We spent the weekend before last in London with friends.
We knew that dinner plans had been made, we knew we would have a chance to chat and walk and laugh and eat and see an exhibition.
What we didn't know was that the sun would shine for almost the entire time, that we would sit outside drinking coffee, that we would eat a Lebanese wrap on a park bench, an Ottolenghi cake on a street in Notting Hill. We didn't know that that we would eat some of the finest fried eggs we have ever tasted, that that doughnut would be talked about for the rest of the day. It was a grand way to spend a weekend.
And when we got back it was Chris's birthday. We drank coffee, ate lunch at Broughton Deli (ham, gruyere and onion marmalade crepe for me, ramen for him), walked into town. That evening we toasted to 32 with Chris's parents and with the promise that on Saturday we would do the same again with his parents, sister, brother-in-law and now almost two year old niece.
On Saturday I woke up, turned the oven on and started grating carrots.
I meant to use the food processor but sometimes tired brains and food processors do not go well together so I pulled out my fine microplane and I grated.
It took a little longer than I bargained for.
But, and this is crucial, I think I'll stick with it for future carrot cakes. Without the thick strands of carrot the texture was light and the sponge brightly orange. The cake cooled as I stirred the icing, tasting as I went and ending up with a pleasantly cream cheesy icing, slightly sour, not too sweet.
From Breakfast, Lunch and Tea: The Many Little Meals of Rose Bakery by Rose Carraini
I used two 20cm (8 inch) tins instead of the one 23cm tin specified and found that the baking time and icing quantity were just right.
unsalted butter, for greasing
225g caster sugar
300ml sunflower oil
9 medium carrots, finely grated
300g plain flour, sifted
1 teaspoon ground cinnamon
1 rounded teaspoon baking powder
1/2 teaspoon bicarbonate of soda
1/2 teaspoon salt
150g finely chopped walnuts
For the icing
125g unsalted butter, softened
250g cream cheese
1/2 teaspoon natural vanilla extract
50-75g icing sugar, depending on how sweet you like your icing
Preheat the oven to 180°C/350°F/Gas Mark 4.
Butter a 23cm (9 inch) cake tin and line its base with parchment paper.
Beat the eggs and caster sugar until they are light and fluffy but not too white and meringue-like.
Pour in the oil and beat for a few more minutes.
Fold in the carrots and then the flour with the cinnamon, baking powder, bicarbonate of soda and salt.

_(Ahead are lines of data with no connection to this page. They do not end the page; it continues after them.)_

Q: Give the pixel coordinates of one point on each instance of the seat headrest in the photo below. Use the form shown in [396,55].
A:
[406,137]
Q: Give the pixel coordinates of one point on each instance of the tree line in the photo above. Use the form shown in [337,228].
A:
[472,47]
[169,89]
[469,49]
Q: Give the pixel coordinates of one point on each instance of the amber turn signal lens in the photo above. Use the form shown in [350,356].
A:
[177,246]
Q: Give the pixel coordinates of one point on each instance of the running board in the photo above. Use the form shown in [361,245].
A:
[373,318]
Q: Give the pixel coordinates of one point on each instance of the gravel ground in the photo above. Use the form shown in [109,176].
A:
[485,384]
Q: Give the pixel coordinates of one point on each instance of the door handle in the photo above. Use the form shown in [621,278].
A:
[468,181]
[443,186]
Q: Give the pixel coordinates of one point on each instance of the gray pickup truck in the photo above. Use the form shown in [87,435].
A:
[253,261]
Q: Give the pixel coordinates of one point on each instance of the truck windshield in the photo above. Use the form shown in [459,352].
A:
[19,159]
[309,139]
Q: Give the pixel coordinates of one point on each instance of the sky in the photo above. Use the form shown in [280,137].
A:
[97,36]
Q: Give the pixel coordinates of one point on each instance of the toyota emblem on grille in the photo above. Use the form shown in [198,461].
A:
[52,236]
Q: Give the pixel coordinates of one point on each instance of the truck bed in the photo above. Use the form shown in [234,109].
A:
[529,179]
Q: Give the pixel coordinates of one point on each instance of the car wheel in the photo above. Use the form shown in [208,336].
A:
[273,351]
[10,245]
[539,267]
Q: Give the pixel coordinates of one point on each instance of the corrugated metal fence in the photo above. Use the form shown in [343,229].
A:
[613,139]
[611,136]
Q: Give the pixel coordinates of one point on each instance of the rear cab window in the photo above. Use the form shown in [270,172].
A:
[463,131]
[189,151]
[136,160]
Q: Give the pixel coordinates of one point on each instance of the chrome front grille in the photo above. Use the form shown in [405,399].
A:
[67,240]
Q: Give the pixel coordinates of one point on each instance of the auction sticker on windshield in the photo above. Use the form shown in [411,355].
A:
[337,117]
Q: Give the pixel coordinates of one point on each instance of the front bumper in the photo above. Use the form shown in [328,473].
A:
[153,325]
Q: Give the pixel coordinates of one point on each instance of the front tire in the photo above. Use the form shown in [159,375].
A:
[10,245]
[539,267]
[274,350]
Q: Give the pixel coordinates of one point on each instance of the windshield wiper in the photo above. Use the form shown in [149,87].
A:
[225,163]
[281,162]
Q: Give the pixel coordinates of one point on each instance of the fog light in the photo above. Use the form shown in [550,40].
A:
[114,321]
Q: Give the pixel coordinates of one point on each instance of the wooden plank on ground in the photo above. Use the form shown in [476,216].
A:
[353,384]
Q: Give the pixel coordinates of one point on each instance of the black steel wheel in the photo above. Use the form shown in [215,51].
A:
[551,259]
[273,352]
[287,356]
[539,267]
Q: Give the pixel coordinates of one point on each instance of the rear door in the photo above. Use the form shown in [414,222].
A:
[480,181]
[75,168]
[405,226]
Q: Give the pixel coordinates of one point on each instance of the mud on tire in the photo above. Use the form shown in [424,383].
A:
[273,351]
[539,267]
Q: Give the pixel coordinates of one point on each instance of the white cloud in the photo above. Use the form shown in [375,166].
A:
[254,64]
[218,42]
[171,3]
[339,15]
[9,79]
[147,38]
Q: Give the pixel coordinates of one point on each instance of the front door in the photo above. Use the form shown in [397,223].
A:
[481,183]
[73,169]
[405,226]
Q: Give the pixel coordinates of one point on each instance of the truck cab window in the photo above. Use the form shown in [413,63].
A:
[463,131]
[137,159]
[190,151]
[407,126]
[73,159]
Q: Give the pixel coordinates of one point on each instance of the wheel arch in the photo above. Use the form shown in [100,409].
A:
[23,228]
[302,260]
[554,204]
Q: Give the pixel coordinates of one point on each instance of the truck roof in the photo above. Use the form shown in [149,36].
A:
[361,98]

Finally fold in the walnuts.
Pour the mixture into the prepared tin and bake for about 45 minutes or until a knife inserted into the centre comes out clean.
Remove from the oven and cool the cake in the tin before taking it out.
To make the icing, beat the butter with the cream cheese for a few minutes until the mixture is smooth.
Add the vanilla extract and icing sugar.
When the cake is cold, ice the top with the icing.